A stack frame is a frame of data that gets pushed onto the stack. In the case of a call stack, a stack frame would represent a function call and its argument data.

If I remember correctly, the function return address is pushed onto the stack first, then the arguments and space for local variables. Together, they make the "frame," although this is likely architecture-dependent. The processor knows how many bytes are in each frame and moves the stack pointer accordingly as frames are pushed and popped off the stack.

EDIT:

There is a big difference between higher-level call stacks and the processor's call stack.

When we talk about a processor's call stack, we are talking about working with addresses and values at the byte/word level in assembly or machine code. There are "call stacks" when talking about higher-level languages, but they are a debugging/runtime tool managed by the runtime environment so that you can log what went wrong with your program (at a high level). At this level, things like line numbers and method and class names are often known. By the time the processor gets the code, it has absolutely no concept of these things.

How exactly does the callstack work?

The call stack could also be called a frame stack.

The things that are stacked after the LIFO principle are not the local variables but the entire stack frames ("calls") of the functions being called. The local variables are pushed and popped together with those frames in the so-called function prologue and epilogue, respectively.

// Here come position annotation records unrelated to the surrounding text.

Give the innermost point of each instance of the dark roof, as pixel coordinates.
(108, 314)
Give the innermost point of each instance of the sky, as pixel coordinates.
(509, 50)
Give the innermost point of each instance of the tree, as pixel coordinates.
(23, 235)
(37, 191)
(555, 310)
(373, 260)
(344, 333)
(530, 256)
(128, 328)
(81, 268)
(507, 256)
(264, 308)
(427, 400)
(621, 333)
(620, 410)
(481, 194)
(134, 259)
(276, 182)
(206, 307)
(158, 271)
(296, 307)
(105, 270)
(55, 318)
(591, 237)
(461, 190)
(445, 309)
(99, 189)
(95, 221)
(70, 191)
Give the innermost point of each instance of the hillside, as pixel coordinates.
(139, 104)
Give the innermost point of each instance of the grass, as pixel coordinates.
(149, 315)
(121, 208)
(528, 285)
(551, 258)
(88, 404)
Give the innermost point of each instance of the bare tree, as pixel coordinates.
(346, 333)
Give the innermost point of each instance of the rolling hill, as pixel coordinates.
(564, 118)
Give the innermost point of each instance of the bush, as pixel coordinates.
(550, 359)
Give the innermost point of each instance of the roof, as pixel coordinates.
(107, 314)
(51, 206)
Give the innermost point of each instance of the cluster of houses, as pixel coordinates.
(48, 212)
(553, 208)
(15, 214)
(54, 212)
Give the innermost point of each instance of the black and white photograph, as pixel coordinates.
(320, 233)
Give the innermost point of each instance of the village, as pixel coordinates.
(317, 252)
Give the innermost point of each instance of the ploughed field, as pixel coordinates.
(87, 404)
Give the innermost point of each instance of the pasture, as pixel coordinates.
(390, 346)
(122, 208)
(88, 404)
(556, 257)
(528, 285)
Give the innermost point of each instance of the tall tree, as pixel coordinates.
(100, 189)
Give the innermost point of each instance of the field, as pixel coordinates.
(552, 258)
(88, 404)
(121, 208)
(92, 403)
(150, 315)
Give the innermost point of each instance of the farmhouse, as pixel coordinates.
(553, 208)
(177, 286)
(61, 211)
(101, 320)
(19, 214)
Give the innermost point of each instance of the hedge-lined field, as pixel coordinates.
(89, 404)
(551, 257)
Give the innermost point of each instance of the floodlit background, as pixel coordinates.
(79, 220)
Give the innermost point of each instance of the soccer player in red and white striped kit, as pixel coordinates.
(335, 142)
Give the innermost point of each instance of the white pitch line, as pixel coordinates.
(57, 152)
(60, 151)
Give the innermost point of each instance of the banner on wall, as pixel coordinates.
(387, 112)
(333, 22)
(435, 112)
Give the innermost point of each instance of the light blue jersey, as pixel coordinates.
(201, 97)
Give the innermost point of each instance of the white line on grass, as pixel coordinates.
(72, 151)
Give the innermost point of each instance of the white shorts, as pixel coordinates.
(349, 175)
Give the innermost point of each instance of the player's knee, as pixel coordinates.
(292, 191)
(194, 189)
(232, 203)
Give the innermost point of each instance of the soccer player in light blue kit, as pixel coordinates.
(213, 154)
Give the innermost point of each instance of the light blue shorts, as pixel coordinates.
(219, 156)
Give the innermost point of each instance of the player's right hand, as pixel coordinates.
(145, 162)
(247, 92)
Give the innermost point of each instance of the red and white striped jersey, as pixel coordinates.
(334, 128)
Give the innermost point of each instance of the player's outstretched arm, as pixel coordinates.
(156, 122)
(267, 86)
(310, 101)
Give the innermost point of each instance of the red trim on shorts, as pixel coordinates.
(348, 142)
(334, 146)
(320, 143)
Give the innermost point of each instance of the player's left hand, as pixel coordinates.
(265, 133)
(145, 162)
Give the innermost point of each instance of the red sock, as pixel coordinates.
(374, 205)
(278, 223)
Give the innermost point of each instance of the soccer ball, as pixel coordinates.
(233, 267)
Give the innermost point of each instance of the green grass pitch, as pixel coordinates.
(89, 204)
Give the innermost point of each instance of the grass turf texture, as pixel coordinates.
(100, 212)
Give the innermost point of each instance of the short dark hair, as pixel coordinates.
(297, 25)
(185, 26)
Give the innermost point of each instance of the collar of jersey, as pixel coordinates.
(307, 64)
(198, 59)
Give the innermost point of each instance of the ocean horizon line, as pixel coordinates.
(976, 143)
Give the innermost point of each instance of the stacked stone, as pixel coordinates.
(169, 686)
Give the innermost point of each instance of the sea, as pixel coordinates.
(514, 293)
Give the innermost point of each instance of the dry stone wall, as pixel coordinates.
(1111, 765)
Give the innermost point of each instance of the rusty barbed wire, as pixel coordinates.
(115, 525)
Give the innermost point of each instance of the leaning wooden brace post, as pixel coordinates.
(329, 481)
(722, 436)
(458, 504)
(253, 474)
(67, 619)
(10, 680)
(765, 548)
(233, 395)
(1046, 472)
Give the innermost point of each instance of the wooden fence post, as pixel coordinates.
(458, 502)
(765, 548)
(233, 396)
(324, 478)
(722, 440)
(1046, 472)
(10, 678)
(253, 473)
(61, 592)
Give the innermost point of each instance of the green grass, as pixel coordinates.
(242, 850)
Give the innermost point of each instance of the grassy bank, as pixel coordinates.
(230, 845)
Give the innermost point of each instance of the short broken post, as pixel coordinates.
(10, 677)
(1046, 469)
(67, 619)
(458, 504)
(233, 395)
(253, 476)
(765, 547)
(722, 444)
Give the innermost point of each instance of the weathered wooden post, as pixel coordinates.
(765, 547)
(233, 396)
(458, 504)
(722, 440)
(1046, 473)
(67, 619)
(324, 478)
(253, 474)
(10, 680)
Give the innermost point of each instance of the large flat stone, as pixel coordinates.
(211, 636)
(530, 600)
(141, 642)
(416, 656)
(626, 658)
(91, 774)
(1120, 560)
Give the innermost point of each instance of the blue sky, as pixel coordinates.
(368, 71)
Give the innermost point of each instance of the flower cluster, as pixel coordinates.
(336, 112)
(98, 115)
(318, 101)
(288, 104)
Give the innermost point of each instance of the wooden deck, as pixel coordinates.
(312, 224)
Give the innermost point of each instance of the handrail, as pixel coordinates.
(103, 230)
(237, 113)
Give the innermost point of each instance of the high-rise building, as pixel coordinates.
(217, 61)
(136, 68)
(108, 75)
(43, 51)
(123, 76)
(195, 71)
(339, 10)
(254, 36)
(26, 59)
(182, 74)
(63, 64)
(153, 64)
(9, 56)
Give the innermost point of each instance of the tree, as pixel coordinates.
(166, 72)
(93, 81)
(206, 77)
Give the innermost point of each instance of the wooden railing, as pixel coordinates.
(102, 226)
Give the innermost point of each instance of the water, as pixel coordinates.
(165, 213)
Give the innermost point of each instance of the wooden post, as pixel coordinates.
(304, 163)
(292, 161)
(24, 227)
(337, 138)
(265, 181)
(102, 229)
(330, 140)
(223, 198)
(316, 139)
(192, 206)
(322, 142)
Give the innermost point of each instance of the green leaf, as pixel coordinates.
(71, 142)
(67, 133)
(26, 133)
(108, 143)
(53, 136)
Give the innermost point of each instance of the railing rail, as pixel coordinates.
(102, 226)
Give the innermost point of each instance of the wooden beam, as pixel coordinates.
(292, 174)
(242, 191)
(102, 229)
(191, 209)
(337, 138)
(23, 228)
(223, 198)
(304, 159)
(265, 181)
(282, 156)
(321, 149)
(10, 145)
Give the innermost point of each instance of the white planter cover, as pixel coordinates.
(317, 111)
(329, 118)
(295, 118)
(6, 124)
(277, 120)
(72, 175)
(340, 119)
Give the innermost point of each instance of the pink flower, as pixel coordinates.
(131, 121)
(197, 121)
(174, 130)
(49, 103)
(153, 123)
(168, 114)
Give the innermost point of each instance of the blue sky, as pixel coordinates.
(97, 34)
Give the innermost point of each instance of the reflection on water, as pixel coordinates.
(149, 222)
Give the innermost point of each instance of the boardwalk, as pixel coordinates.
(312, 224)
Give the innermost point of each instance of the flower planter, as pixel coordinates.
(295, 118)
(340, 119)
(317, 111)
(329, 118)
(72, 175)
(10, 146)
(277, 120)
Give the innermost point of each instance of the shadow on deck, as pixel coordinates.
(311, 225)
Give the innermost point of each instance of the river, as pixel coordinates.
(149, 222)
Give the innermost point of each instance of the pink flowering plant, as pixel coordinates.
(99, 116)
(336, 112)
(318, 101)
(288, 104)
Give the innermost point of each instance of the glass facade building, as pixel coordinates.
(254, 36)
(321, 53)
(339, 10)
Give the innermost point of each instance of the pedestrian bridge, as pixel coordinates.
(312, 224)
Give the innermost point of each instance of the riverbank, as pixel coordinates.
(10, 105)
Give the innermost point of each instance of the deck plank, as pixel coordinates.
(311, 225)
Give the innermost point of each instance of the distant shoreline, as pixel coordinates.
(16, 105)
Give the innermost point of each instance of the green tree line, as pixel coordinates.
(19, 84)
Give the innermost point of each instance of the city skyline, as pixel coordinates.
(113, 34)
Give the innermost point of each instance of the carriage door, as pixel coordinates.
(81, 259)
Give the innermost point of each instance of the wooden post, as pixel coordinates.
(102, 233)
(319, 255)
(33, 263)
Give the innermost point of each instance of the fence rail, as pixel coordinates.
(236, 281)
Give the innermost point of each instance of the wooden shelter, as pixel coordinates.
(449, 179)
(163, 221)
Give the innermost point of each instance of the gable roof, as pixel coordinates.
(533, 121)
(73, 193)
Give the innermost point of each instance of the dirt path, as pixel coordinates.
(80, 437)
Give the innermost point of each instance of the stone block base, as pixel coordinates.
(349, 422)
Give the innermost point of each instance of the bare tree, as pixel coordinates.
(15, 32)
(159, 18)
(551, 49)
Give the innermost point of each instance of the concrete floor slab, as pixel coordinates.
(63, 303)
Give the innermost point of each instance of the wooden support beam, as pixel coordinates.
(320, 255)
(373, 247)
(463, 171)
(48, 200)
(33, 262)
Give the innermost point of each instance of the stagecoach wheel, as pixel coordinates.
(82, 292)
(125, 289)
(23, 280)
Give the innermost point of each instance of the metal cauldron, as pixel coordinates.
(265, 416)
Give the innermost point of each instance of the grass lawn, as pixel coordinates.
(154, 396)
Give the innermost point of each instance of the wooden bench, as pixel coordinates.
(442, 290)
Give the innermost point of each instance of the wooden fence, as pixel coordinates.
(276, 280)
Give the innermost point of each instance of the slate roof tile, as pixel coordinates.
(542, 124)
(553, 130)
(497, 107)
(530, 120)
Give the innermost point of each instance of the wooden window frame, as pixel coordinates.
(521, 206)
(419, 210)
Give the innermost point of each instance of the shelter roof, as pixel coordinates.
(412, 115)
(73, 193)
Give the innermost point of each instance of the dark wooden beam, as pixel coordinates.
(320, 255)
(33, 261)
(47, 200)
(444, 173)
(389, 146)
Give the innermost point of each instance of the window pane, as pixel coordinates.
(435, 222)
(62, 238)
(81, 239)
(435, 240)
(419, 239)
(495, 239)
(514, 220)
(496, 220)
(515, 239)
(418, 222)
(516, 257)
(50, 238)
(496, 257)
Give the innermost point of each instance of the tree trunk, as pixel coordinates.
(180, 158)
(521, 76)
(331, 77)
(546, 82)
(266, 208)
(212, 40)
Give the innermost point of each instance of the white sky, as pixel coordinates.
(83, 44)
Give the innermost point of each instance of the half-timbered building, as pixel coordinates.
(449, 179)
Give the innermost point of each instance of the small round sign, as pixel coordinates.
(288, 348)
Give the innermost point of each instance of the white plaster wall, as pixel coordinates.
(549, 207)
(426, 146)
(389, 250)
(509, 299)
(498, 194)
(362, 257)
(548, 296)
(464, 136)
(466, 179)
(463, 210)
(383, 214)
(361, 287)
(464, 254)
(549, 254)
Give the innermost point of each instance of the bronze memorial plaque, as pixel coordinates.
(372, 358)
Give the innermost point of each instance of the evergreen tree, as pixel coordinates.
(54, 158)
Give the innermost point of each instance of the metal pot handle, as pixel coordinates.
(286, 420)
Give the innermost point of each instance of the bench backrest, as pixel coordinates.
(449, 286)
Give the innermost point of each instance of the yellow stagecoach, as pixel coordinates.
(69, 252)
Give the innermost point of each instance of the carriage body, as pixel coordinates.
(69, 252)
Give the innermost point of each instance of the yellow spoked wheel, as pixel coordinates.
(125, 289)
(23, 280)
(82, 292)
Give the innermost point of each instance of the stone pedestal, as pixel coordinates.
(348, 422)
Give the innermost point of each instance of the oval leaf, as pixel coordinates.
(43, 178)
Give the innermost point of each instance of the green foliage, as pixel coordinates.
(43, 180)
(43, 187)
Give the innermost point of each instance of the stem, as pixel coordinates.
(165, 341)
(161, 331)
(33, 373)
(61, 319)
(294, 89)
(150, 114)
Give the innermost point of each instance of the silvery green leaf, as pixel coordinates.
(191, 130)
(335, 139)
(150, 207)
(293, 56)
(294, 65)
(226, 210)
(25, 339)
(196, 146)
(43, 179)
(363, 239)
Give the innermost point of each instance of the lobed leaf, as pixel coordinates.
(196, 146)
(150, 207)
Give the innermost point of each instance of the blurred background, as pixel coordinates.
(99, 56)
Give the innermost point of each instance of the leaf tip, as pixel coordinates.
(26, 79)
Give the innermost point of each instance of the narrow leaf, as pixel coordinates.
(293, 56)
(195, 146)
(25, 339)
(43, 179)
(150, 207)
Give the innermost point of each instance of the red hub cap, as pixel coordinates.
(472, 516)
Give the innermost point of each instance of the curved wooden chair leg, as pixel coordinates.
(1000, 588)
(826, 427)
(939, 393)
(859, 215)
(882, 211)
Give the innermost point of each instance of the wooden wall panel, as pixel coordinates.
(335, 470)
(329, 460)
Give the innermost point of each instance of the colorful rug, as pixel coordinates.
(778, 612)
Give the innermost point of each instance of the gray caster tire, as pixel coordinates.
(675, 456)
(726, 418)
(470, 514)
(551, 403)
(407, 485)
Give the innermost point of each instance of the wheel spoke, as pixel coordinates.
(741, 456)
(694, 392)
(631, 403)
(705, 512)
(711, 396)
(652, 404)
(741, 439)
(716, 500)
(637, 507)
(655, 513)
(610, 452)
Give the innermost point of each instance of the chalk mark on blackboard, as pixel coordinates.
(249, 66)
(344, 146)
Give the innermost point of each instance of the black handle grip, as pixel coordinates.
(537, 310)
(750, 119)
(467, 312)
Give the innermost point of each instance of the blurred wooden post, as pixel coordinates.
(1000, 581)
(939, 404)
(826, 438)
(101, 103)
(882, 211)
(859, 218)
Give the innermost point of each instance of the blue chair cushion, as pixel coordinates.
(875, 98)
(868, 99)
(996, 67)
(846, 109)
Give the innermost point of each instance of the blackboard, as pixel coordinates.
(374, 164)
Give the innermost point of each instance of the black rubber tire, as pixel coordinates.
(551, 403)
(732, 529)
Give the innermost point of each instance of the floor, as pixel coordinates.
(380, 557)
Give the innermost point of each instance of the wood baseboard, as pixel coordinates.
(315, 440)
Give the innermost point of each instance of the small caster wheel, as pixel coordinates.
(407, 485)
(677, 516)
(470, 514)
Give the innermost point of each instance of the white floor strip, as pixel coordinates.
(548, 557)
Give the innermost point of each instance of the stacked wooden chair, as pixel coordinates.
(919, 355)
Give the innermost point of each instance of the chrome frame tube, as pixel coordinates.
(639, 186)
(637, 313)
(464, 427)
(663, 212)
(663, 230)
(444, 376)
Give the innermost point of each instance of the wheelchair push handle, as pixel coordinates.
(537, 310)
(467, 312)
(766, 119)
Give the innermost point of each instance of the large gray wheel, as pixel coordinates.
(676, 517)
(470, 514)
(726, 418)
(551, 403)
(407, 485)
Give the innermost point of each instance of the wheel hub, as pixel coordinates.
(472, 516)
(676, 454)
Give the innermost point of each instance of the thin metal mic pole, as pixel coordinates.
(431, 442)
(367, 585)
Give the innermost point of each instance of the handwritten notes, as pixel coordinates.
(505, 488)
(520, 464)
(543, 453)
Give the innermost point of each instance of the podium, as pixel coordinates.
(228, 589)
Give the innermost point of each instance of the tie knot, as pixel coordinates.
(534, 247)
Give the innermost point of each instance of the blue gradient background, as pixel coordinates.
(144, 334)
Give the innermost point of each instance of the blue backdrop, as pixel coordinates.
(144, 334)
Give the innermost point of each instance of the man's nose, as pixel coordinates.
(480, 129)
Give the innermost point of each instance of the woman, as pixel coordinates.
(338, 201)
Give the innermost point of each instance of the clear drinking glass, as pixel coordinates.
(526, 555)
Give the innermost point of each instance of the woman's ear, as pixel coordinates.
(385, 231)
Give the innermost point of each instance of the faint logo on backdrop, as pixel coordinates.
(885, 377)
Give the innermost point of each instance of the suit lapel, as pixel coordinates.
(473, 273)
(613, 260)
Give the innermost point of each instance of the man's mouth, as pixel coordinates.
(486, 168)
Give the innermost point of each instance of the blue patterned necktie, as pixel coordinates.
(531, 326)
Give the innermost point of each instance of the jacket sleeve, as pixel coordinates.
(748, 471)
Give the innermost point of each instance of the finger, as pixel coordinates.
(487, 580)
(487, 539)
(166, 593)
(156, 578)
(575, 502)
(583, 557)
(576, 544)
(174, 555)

Inside the frame the order of the variables is completely unspecified; Compilers "reorder" the positions of local variables inside a frame appropriately to optimize their alignment so the processor can fetch them as quickly as possible. The crucial fact is that the offset of the variables relative to some fixed address is constant throughout the lifetime of the frame - so it suffices to take an anchor address, say, the address of the frame itself, and work with offsets of that address to the variables. Such an anchor address is actually contained in the so-called base or frame pointer which is stored in the EBP register. The offsets, on the other hand, are clearly known at compile time and are therefore hardcoded into the machine code.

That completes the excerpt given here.